After quickly realizing that he found the game itself “cathartic,” and that golf was also something he could “do better athletically than most people,” Keith knew he wanted to become a pro. Yet his road to becoming a PGA pro was a long one.
“I read book after book, watched golf on TV, and played golf constantly,” he said.
In the late 1990s, one needed to pass a player ability test to qualify for the PGA pro program. The test, 36 holes of golf played at an elevated level in one day, proved a challenge for the new golf aficionado. Keith did not pass on his first attempt, nor was the “third time the charm.” Despite getting close on virtually every attempt, it was on Keith’s eighth attempt in 2000 that he qualified. And in 2007, he became a PGA pro.
Keith was still working his way through the PGA pro program when he took a position at Eastward Ho! in Chatham as first assistant pro. Brian Hamilton, the head pro at Eastward Ho! with whom Keith had worked at Concord Country Club in New Hampshire, had offered him a position at the private Chatham club. After his time there, Keith spent a year commuting to Blue Hill Country Club in Canton before landing back on the Cape at New Seabury, where he spent eight years as first assistant head pro. After a brief stint at Willowbend, Keith worked at Mass Golf for six years as a manager of course ratings.
And then came The Captains.
Since joining us, Keith has proved the yin to Pat Fannon’s yang. Both teach, but Pat is more focused on onboarding and overseeing employees while Keith’s expertise is in club fittings and merchandising.
Much Ado About Merch
Prior to interviewing at The Captains, Keith spent time reconnoitering the situation. As he played the courses and dined at Freemans Grill, Keith noted more than course conditions and creative cuisine. He looked at his fellow players, or, to be more specific, what they were wearing.
Coming from within the world of private clubs, Keith had an understanding of higher-end branded golf apparel, that most coveted of souvenirs often collected by golfers as they travel from club to club. It is just that type of apparel that Keith noticed both member and visitor players sporting (pun very much intended) on the courses. And he saw potential — big potential.

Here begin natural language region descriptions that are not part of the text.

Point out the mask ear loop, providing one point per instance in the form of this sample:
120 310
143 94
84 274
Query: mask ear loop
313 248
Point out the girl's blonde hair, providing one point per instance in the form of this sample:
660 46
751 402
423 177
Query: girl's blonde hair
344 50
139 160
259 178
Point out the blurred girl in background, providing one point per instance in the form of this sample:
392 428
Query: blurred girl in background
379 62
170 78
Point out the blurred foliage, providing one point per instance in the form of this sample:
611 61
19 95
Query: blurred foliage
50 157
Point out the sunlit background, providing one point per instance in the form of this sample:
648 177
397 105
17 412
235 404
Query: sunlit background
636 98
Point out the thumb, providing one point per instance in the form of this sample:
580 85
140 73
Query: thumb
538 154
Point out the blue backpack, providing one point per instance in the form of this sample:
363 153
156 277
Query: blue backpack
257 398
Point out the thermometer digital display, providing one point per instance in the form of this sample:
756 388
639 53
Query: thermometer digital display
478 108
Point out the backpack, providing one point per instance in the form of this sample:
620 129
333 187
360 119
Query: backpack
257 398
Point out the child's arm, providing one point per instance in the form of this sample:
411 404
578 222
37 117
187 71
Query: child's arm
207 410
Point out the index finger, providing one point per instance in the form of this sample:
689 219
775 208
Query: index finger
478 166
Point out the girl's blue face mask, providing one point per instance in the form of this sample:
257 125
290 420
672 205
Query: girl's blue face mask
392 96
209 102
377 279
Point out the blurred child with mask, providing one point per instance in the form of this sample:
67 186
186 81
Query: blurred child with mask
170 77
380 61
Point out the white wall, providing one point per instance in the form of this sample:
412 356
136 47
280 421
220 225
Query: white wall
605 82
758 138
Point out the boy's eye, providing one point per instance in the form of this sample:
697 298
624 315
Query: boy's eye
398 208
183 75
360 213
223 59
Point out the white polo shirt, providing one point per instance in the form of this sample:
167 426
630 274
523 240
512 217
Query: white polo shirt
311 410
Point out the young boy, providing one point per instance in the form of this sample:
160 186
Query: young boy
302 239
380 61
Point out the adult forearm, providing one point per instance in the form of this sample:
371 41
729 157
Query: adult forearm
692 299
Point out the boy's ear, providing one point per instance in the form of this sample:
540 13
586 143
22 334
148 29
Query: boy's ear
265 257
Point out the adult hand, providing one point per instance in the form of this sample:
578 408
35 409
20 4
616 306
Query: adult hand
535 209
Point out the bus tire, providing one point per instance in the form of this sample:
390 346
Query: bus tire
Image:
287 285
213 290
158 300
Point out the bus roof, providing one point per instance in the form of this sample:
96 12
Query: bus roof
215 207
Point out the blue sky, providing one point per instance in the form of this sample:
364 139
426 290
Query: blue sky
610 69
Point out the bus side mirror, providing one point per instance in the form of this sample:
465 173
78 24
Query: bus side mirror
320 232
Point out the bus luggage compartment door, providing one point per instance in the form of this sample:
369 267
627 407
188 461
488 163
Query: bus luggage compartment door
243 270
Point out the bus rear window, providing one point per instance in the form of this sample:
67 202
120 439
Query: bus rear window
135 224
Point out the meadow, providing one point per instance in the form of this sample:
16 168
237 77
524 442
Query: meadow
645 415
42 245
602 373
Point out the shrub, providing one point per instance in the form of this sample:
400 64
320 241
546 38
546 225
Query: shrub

The Captains has the largest pro shop of any of the destination courses on the Cape, and it was filled good quality, mid-range gear and clothing. Since starting in October, Keith has been on a bit of spending spree, reaching out to suppliers of high-end branded apparel and gear with whom he had worked in the past and introducing new lines to our pro shop. He also redesigned the logo, coming up with a pared-down version that is more instantly recognizable when emblazoned in a discreet size on shirt, jacket, or cap.
The end result (or is it the beginning?) of Keith’s off-season efforts is a pro shop that is now filled with coveted brands of all things golf, most of which are adorned with the new logo.
Members and visitors will now find an array of Ping products and a complete line of Vineyard Vines. Also new to the shop are branded pieces from TravisMathew and Turtleson, as well as Full Turn, the private label company that has outfitted the Presidents Cup U.S. and international teams. New lines geared toward women golfers include IBKUL, Nivo, and Puma.
The pro shop itself has also had a bit of a facelift.
“I had to learn visual merchandising when I was working in a golf shop,” explained Keith. He has tapped into that experience, as well as how he sees merchandise displayed and sold at Augusta National, to adjust displays in our shop so that they are brighter and more inviting.
Keith sees club fittings as a natural extension of both golf club sales and teaching. This season will be our first of offering dedicated club fittings.
“It used to be you went to your golf pro to get fitted,” said Keith, and it is a practice he and course management are committed to resurrecting.
With Keith and Pat partnering as co-head PGA pros, and working in tandem with Jay and Colin and The Captains’ crew, our future looks brighter and brighter. And thanks to Keith’s efforts, that future may also be more fashionable.